I used line.split(",") to get an Array of strings but i have csv fields that contains conversation that have "," character and | ect...
Here's snippets of my code:
public class ConvertBlockerToConversationOperation extends DoFn<String, PubsubMessage> {
private final Logger log = LoggerFactory.getLogger(ParseCsv.class);
@ProcessElement
public void processElement(ProcessContext c) {
String startConversationMessage = c.element();
JsonObject conversation = ParseCsv.getObjectFromCsv(startConversationMessage);
c.output(new PubsubMessage(conversation.toString().getBytes(),null ));
}
}
I am using TextIO.read() to read csv from a GC Storage:
public class CsvToPubsub {
public interface Options extends PipelineOptions {
@Description("The file pattern to read records from (e.g. gs://bucket/file-*.csv)")
@Required
ValueProvider<String> getInputFilePattern();
void setInputFilePattern(ValueProvider<String> value);
@Description("The name of the topic which data should be published to. "
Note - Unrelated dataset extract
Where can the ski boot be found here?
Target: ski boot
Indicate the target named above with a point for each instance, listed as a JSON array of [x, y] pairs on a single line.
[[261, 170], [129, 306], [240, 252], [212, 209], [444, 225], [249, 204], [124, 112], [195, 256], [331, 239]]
+ "The name should be in the format of projects/<project-id>/topics/<topic-name>.")
@Required
ValueProvider<String> getOutputTopic();
void setOutputTopic(ValueProvider<String> value);
}
public static void main(String[] args) {
ConfigurationLoader configurationLoader = new ConfigurationLoader(args[0].substring(6));
PipelineUtils pipelineUtils = new PipelineUtils();
Options options = PipelineOptionsFactory
.fromArgs(args)
.withValidation()
.as(Options.class);
run(options,configurationLoader,pipelineUtils);
}
public static PipelineResult run(Options options,ConfigurationLoader configurationLoader,PipelineUtils pipelineUtils) {
Pipeline pipeline = Pipeline.create(options);
pipeline
.apply("Read Text Data", TextIO.read().from(options.getInputFilePattern()))
.apply("Transform CSV to Conversation", ParDo.of(new ConvertBlockerToConversationOperation()))
.apply("Generate conversation command", ParDo.of(new GenerateConversationCommandOperation(pipelineUtils)))
.apply("Partition conversations", Partition.of(4, new PartitionConversationBySourceOperation()))
.apply("Publish conveIorsations", new PublishConversationPartitionToPubSubOperation(configurationLoader, new ConvertConversationToStringOperation()));
return pipeline.run();
}
}
Is there any csv Library that support a TextIo output?